The walk through the mansion was a deliberate parade of humiliation.

Lander’s shoes scuffed against the marble as he tried, and failed, to match Adam’s pace.

Staff vanished into alcoves or flattened themselves against the walls, doing everything short of prostrating on the floor to avoid drawing attention.

Lander dug in near the main hallway, heels catching against a carpet edge. It made no difference. Adam didn’t break stride, didn’t look back. He simply tightened his grip and dragged him bodily, the resistance meaningless against his strength.

A stumble earned him a vicious jerk. The motion would have separated a mortal’s shoulder, and Lander’s shout echoed down the corridor.

They entered the grand foyer, the light of the crystal chandelier catching every speck of blood on Lander’s face. Servants and Court members lined the balconies above, drawn by the spectacle.

Adam didn’t slow. Not until he saw Leo descending the staircase, barefoot and still damp from the shower. Adam’s white shirt hung oversized on his frame, soft cotton brushing his thighs, drawstring pants loose at the hips.

Perfect.

The dark thing rising in Adam’s chest surged to the surface.

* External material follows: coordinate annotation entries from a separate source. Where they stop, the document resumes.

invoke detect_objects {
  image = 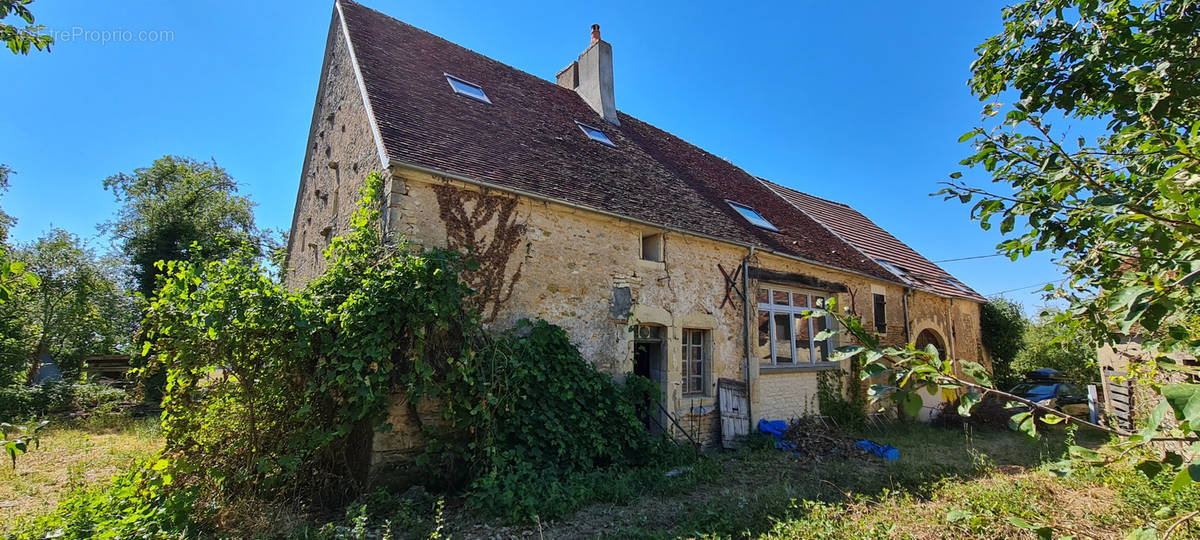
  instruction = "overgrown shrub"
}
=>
[0,380,130,419]
[439,320,664,520]
[979,298,1030,389]
[817,370,866,427]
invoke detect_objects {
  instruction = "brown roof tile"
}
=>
[762,180,985,301]
[341,0,898,281]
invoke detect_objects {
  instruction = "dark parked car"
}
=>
[1008,370,1088,418]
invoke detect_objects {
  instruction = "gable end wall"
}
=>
[286,11,385,287]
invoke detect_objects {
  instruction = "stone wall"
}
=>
[287,31,982,464]
[287,13,382,287]
[377,169,979,458]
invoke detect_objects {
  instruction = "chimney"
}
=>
[558,24,620,126]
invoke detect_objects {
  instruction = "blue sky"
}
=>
[0,0,1060,312]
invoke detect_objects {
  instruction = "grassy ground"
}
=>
[448,425,1200,539]
[0,415,162,534]
[0,418,1200,539]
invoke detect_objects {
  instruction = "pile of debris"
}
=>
[779,416,864,462]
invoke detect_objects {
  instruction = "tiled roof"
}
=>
[341,0,899,281]
[762,180,985,301]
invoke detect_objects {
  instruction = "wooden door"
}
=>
[716,378,750,448]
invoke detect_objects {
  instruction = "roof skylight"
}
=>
[575,121,617,148]
[875,259,908,278]
[445,73,492,103]
[726,200,779,233]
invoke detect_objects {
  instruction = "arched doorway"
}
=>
[916,328,947,359]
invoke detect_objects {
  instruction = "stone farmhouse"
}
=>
[288,0,986,461]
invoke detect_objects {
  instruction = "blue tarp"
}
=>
[758,419,796,451]
[854,439,900,461]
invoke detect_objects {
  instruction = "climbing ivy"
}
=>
[143,174,661,518]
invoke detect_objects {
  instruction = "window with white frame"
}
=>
[444,73,492,104]
[757,286,834,366]
[682,328,709,396]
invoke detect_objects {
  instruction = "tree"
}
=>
[943,0,1200,353]
[0,229,136,383]
[979,298,1030,388]
[1001,312,1099,388]
[0,163,37,303]
[101,156,259,298]
[0,0,54,54]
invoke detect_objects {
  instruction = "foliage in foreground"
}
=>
[943,0,1200,354]
[0,380,130,419]
[1012,312,1100,388]
[979,298,1030,388]
[0,0,54,54]
[0,229,137,385]
[8,458,199,540]
[92,174,665,535]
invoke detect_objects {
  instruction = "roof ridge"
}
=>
[763,179,983,298]
[756,176,866,208]
[341,0,916,282]
[336,0,583,100]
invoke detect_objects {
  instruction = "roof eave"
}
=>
[389,160,910,287]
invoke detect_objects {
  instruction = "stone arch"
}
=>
[913,328,947,359]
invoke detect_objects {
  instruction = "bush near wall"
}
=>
[4,174,683,538]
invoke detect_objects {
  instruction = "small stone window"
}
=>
[874,294,888,334]
[680,328,709,396]
[757,287,834,366]
[444,73,492,104]
[642,233,664,263]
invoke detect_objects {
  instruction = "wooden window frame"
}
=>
[872,293,888,334]
[757,284,836,368]
[679,328,713,397]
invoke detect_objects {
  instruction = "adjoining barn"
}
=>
[287,0,986,462]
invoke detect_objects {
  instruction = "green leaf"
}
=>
[946,509,974,523]
[1040,413,1066,425]
[1160,383,1200,426]
[959,392,982,416]
[896,390,924,418]
[1008,412,1038,437]
[1067,446,1103,462]
[1126,527,1158,540]
[1171,462,1200,491]
[1134,460,1163,480]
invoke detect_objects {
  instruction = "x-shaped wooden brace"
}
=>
[716,263,746,310]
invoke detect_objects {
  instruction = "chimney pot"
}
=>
[571,24,620,126]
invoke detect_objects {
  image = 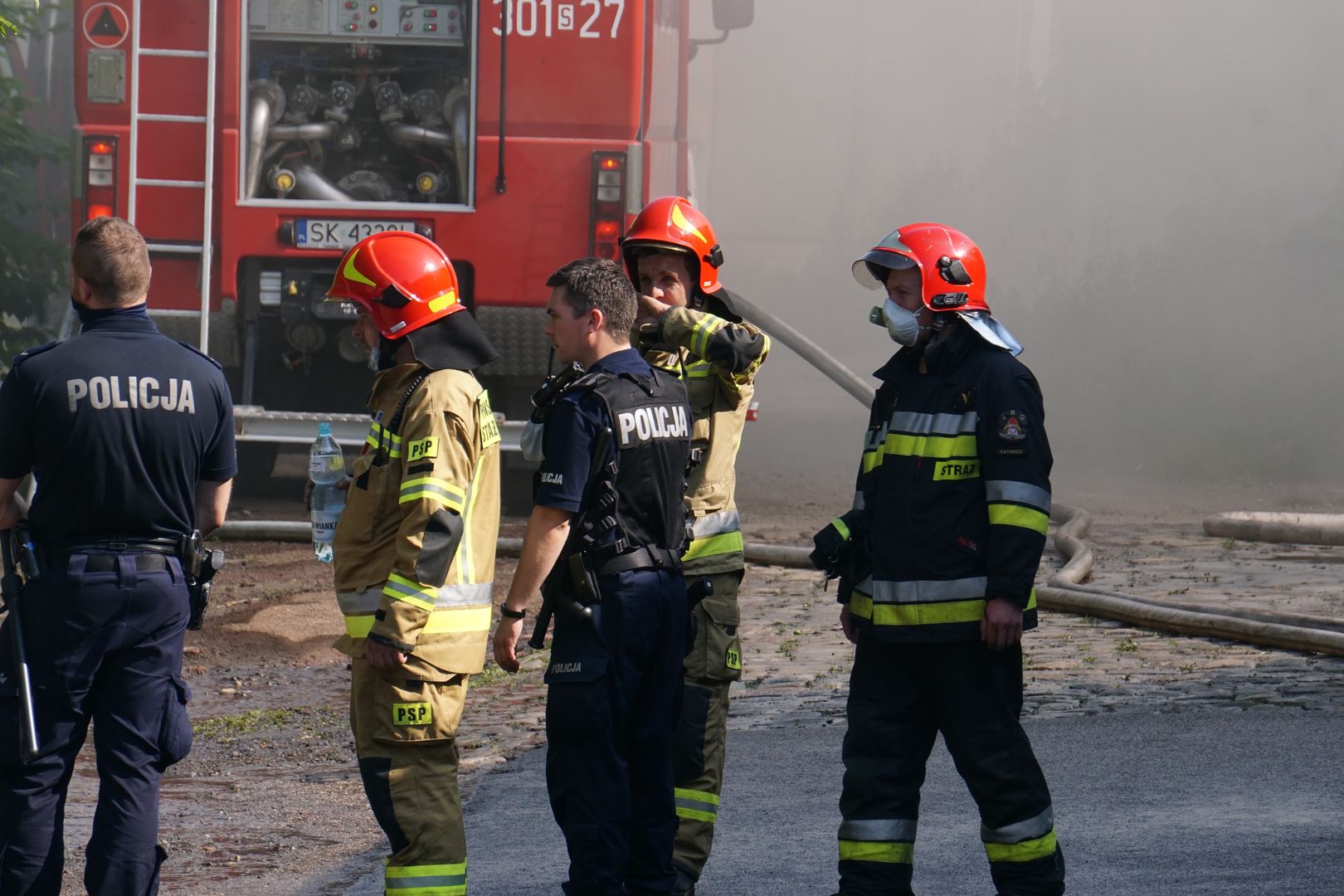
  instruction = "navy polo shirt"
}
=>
[533,348,653,514]
[0,305,238,545]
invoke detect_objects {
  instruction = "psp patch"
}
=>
[406,436,438,460]
[999,411,1027,442]
[392,703,434,725]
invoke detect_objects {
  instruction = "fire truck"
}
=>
[71,0,752,481]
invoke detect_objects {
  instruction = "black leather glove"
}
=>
[808,510,859,579]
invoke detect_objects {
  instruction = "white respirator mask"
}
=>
[869,298,933,347]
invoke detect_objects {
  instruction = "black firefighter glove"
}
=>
[808,510,863,579]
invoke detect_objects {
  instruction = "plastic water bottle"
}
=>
[308,423,345,562]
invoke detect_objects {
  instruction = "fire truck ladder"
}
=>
[126,0,219,352]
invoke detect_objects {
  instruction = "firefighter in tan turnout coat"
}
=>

He hurled Lander forward. The younger vampire hit the marble with a sound that silenced the entire room—a sickening crack followed by the smear of blood across pristine stone as he skidded to a stop at Leo’s feet.

Leo froze mid-step, wide-eyed. His breath caught, hands clenched at his sides. He didn’t speak. Didn’t interfere. But Adam saw the guilt in his eyes, sharp beneath the shock.

Before Lander could lift his head, Adam was beside him. One knee planted. One hand pressing his face into the cold marble. The angle was brutal—shoulder twisted, limbs bent awkwardly, cheek scraping blood into the grout.

“Apologize,” Adam said, voice perfectly pitched to fill the vaulted foyer.

“Adam!” Leo’s voice cracked, half warning, half plea. He flinched as every head turned toward him.

Adam didn’t look up. He didn’t need to.

“Now,” he said, fingers tightening. “Loud enough for everyone to hear.”

“I’m sorry,” Lander choked, voice raw, every syllable echoing. “I shouldn’t have—”

“Touched what belongs to me,” Adam cut in, sharp and cold. He inhaled, slow and deliberate, letting the gathered vampires scent the truth. “Say it.”

Lander hesitated, breath hitching. “I shouldn’t have touched what belongs to you.”

“And what am I to you?”

The silence held, charged and pulsing.

Blood dripped steadily from Lander’s split lip.

“My First,” he whispered.

Adam’s tone didn’t shift. “Louder.”

“My First!” The declaration cracked like a whip, ringing against marble and stone.

Adam leaned close, voice low and lethal. “I am so much more than your First, and you know it.”

Then he stood, sweeping his gaze across the gathered onlookers.

“Does anyone here question my claim?” His voice was calm, but his power rippled under every word. “Does anyone believe this boy has a right to what is mine?”

No one moved. No one breathed.

Adam looked down again. “Would you like to leave my Court?” His foot pressed down on Lander’s back—not crushing, just anchoring.

Lander stiffened, scent spiking with panic.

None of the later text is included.